Al fondo de un pasillo, en un recodo medio escondido del centro comercial San Ignacio, en una entreplanta, hay un videoclub de lo más peculiar. Vamos caminando y cuando lo vemos nos damos un codazo, como si hubiéramos descubierto un tesoro.
–Anda, mira –nos decimos–, un videoclub.
Entramos y nos ponemos a ojear. El material es de lo más surtidito: DVD, Blu-Ray, películas de estreno, series completas por temporadas, filmes clásicos, por géneros, etc. La disposición de los anaqueles es impecable y el orden, exquisito. Pero lo mejor son los precios: un DVD te lo llevas por un euro y el último estreno de Hollywood en Blu-Ray lo compras por cinco euros. Qué chollo, pensamos. Las carátulas vienen plastificadas, pero cuando las miras con un poco de detenimiento ves que el papel del cartel está mal recortado y que no cubre todo el espacio que debiera. Sólo entonces te das cuenta de que estás en un videoclub pirata, como un top-manta pero en tienda.
–Oye –le preguntamos al dependiente–, estas películas ¿son originales?
–Claro, papá, aquí todo lo que vendemos es original, tenemos estrenos y series, lo que quieras.
–No, me refiero a que si son copias o son películas originales.
–Ah, no, helmano, nosotros somos serios, trabajamos con material de primera. Si yo vendiese copias en mal estado, de esas que se graban en los cines, se me acabaría el business.
–¿Pero esto… es legal? –le preguntamos ingenuamente.

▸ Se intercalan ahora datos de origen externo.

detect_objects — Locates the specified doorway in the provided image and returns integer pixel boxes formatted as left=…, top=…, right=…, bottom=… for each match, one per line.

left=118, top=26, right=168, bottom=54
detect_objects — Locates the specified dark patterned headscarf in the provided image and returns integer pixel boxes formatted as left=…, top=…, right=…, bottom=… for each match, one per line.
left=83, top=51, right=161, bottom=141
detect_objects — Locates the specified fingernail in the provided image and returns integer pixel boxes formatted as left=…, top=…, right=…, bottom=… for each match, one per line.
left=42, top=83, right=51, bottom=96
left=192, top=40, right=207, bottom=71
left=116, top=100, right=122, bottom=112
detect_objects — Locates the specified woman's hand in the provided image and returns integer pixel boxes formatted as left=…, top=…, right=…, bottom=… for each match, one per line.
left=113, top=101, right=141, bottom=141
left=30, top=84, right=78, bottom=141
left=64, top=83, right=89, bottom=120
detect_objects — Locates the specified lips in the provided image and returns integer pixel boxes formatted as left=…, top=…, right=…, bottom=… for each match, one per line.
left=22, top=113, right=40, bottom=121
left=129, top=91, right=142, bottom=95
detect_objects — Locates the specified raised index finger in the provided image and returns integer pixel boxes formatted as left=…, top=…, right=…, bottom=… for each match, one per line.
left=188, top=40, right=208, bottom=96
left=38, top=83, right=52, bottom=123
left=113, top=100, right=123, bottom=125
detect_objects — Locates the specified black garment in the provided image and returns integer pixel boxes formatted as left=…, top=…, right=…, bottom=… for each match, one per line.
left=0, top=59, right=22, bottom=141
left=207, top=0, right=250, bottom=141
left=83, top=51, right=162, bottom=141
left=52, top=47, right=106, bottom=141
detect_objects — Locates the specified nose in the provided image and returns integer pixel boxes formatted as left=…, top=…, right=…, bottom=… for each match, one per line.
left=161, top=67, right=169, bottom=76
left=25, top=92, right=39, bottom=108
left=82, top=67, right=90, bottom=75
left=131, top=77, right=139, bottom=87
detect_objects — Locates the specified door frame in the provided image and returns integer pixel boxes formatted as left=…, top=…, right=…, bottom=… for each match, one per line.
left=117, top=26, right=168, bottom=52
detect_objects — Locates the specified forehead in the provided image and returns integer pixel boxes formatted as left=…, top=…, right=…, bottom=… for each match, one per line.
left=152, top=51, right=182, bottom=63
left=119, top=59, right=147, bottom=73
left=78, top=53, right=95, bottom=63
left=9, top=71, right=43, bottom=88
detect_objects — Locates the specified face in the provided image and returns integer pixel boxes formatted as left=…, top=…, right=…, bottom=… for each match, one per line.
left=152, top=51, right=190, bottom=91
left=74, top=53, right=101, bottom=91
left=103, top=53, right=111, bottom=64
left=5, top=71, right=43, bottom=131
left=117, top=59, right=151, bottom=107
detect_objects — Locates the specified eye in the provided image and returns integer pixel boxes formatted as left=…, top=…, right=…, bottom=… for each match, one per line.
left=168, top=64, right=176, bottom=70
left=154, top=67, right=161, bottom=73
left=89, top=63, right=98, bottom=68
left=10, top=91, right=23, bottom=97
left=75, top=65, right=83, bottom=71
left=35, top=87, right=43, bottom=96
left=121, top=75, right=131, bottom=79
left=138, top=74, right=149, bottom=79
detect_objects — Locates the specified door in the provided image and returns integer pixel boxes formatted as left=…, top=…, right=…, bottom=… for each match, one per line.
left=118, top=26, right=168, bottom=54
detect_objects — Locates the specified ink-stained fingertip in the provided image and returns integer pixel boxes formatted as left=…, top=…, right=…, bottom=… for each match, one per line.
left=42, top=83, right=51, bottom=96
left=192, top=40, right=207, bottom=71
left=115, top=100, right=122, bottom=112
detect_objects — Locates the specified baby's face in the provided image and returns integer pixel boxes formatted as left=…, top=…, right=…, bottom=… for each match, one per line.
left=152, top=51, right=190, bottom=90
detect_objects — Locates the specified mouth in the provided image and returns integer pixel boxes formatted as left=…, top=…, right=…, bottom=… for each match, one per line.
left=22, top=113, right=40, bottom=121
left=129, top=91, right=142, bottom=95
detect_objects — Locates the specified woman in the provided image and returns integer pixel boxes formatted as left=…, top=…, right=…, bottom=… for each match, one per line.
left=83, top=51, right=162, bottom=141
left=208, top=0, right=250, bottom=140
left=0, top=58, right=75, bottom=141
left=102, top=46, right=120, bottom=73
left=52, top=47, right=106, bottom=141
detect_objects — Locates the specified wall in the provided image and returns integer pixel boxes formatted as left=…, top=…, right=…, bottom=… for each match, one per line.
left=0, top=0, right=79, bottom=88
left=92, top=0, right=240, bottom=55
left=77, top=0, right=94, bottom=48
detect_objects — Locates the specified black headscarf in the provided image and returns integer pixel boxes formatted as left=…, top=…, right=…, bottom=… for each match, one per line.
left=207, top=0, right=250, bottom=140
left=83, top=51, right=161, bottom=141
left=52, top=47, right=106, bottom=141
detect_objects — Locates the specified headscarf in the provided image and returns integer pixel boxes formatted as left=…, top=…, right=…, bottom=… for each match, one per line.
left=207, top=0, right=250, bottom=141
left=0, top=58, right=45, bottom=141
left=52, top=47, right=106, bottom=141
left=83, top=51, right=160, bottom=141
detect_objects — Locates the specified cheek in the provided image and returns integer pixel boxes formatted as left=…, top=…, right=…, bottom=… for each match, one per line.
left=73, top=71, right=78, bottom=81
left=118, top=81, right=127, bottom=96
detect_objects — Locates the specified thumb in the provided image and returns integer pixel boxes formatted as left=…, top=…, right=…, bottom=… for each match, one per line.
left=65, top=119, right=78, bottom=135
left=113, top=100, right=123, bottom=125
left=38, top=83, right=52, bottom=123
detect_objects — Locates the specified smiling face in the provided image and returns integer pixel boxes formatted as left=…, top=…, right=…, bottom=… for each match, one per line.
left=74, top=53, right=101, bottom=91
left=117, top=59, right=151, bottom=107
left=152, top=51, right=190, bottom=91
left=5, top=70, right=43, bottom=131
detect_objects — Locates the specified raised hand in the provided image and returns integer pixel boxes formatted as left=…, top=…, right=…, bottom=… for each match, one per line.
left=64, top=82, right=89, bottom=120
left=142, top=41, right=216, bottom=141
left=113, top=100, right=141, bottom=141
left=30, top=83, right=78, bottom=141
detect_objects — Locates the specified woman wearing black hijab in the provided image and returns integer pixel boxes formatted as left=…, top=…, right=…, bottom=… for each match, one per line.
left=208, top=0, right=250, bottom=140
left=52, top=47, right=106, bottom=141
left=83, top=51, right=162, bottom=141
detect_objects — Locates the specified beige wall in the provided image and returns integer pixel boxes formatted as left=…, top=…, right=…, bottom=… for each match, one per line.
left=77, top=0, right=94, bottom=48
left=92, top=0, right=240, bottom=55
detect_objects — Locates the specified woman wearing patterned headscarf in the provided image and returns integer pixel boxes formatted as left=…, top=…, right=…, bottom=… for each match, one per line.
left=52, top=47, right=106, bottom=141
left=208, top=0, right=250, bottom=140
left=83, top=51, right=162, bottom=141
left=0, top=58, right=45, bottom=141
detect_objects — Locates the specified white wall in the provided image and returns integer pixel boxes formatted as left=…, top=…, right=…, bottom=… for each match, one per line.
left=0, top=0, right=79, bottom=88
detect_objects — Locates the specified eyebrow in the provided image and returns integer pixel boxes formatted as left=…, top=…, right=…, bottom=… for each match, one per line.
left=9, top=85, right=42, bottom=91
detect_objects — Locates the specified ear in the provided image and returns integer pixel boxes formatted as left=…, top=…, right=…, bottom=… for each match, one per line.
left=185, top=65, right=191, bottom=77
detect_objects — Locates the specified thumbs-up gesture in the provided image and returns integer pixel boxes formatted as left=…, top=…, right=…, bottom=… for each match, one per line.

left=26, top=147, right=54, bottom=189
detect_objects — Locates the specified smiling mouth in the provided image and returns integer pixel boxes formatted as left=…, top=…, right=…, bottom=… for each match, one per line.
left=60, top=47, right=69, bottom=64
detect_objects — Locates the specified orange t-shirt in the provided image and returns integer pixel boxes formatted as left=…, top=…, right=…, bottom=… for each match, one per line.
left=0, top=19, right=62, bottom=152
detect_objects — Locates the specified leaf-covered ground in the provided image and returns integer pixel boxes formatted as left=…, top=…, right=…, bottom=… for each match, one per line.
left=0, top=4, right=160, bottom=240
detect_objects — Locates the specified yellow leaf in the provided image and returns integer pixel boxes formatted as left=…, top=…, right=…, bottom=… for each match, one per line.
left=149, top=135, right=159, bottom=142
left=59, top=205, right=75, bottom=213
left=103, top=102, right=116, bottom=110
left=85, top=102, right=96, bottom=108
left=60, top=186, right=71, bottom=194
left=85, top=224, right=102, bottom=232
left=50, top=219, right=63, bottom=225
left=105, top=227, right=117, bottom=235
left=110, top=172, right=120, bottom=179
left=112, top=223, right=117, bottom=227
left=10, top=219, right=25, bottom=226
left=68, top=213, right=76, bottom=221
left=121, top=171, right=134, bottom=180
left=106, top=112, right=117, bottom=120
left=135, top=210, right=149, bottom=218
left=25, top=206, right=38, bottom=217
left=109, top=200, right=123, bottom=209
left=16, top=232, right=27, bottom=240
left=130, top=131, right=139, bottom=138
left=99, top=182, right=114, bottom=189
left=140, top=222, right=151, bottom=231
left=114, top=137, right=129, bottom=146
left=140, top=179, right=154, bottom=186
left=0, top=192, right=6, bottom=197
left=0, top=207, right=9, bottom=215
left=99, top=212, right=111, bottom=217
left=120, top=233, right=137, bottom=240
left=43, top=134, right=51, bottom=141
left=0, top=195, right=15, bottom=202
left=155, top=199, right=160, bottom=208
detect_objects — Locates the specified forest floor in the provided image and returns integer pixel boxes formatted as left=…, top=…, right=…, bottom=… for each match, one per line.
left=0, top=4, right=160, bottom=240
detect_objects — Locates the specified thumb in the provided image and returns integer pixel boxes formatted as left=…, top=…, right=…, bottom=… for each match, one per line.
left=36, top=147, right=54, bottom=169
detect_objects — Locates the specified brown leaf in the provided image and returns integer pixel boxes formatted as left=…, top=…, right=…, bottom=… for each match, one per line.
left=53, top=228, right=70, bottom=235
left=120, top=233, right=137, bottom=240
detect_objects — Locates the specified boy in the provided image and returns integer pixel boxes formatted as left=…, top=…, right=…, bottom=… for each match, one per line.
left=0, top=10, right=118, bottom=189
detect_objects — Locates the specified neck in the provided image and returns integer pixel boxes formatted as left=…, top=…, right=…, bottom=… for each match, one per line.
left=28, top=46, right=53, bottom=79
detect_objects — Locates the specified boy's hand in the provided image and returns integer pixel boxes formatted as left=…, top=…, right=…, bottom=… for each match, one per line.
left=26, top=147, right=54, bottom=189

–Claro, papá, aquí en Venezuela esto es legal, porque yo no las exhibo en público, es sólo que las vendo y ya está.
–Ah.
–El gobierno te da chance de hacer esto. Yo antes tenía un Blockbuster pero quebró, la gente no alquilaba. Internet nos hizo mucho daño. Ahora lo hago así: hago copias de calidad y la cosa va mejor –hace una pausa y nos señala una balda–. Miren, tengo Hermano, Habana Eva, Celda 211, Comer, rezar, amar. Lo que quieran, son estrenos.
–Gracias –le decimos–, vamos a echar un vistazo.
Nos ponemos a ello y, cuando miramos de arriba abajo, nos quedamos impresionados. No estamos convencidos de la calidad, aunque el dependiente nos asegura que cada copia pesa cuatro gigas. Al final nos llevamos una para probar. Cuando estamos pagando, nos dice:
–Ustedes son artistas ¿verdad? –sonríe mostrando una mueca de complicidad–. Ya lo decía yo, según hablaba con ustedes: los señores por lo menos son artistas.
–Bueno, estamos en ello –le digo yo–.
–¿Qué son: cineastas, fotógrafos, pintores?
–No, yo periodista y ella química.
–Ah –exclama con cierta complacencia–, no andaba yo muy equivocado.